Affligge molte persone, non sempre anziane: è l’artrosi di ginocchio, patologia degenerativa del tessuto connettivo associata inizialmente a dolore e gonfiore e, nel tempo, a riduzione della funzionalità articolare. L’iter di cura prevede di gestire i sintomi iniziali tramite farmaci, terapie infiltrative e riabilitazione, al fine di preservare l’autonomia del paziente e cercare di rallentare il processo degenerativo per spostare il più avanti possibile nel tempo il momento dell’artroplastica.
La questione è come curare i giovani che sviluppano degenerazione cartilaginea del ginocchio. Tra le innovazioni più recenti vi è l’impianto di uno scaffold in aragonite, minerale di carbonato di calcio naturalmente presente in natura, sia come prismi riuniti a creare delle masse sfereggianti sia nelle conchiglie e nei coralli.
Lo scaffold sarebbe in grado di supportare la riparazione dei danni della superficie articolare in artrosi lievi e moderate. A dimostrarlo, i risultati di uno studio prospettico multicentrico di durata biennale pubblicato nel gennaio 2021 su The American Journal of Sports Medicine, al quale hanno partecipato anche l’Istituto Ortopedico Rizzoli di Bologna e Humanitas.
Studio che, peraltro, ha convinto la Food and Drug Administration statunitense ad approvare l’uso dell’impianto in aragonite, appunto, che si presenta come un cilindro di porosità uguale a quella dell’osso.
L’impianto è inoltre biocompatibile e biodegrabile. Condotto su 250 pazienti, il lavoro ha evidenziato un marcato miglioramento clinico e funzionale nei pazienti trattati con l’aragonite rispetto a quelli seguiti con un iter tradizionale: a due anni di follow-up, in particolare, il Knee Injury and Osteoarthitis Outcome Score (KOOS) dei primi era 42.7 contro un valore di 21.4 dei secondi. Il dispositivo è stato ideato in Israele.
Al progetto ha partecipato anche la dottoressa Francesca de Caro, chirurgo ortopedico all’Istituto di Cura Città di Pavia (Gruppo San Donato), ricoprendo il ruolo di referente per l’Italia insieme alla professoressa Elizaveta Kon, Capo Sezione del Centro per la Ricostruzione Articolare del Ginocchio di Humanitas e docente Humanitas University.

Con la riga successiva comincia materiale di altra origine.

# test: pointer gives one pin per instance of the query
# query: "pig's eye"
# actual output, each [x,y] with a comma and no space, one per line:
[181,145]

In particolare, si è «occupata del reclutamento dei pazienti e dei primi interventi chirurgici pilota, atti a validare l’efficacia del dispositivo. Quest’anno, in occasione del congresso ICRS a Berlino, ho presentato i risultati dello studio con un focus sul ruolo delle lesioni meniscali nel successo del trattamento».
Di recente il cilindro in aragonite è stato utilizzato anche su un paziente di 58 anni, con artrosi di ginocchio allo stadio iniziale, e in uno di 27 anni, con lesione alla cartilagine della troclea femorale, entrambi ricoverati presso l’Istituto di Cura Città di Pavia.
Parlando della procedura, la dott.ssa de Caro sottolinea che è «sicura, e non presenta quindi rischi maggiori rispetto a un comune intervento chirurgico. L’intervento è in anestesia spinale e ha una durata di circa 40 minuti. Il paziente resta in ospedale una sola notte e poi viene rimandato al domicilio con l’indicazione alla riabilitazione. Non vi sono particolari controindicazioni alla procedura e gli effetti collaterali non sono diversi da quelli di un normale intervento. Non vi è poi il rischio di rigetto e la percentuale di successo della procedura è molto alta, ovvero pari al 93% a due anni».
Una volta impiantato, il cilindro offre un supporto alle cellule staminali del tessuto che possono quindi differenziarsi in cellule del tessuto osseo o cartilagineo. Le lesioni superficiali della cartilagine vengono quindi riparate. Essendo biodegradabile, il dispositivo viene poi riassorbito dall’organismo.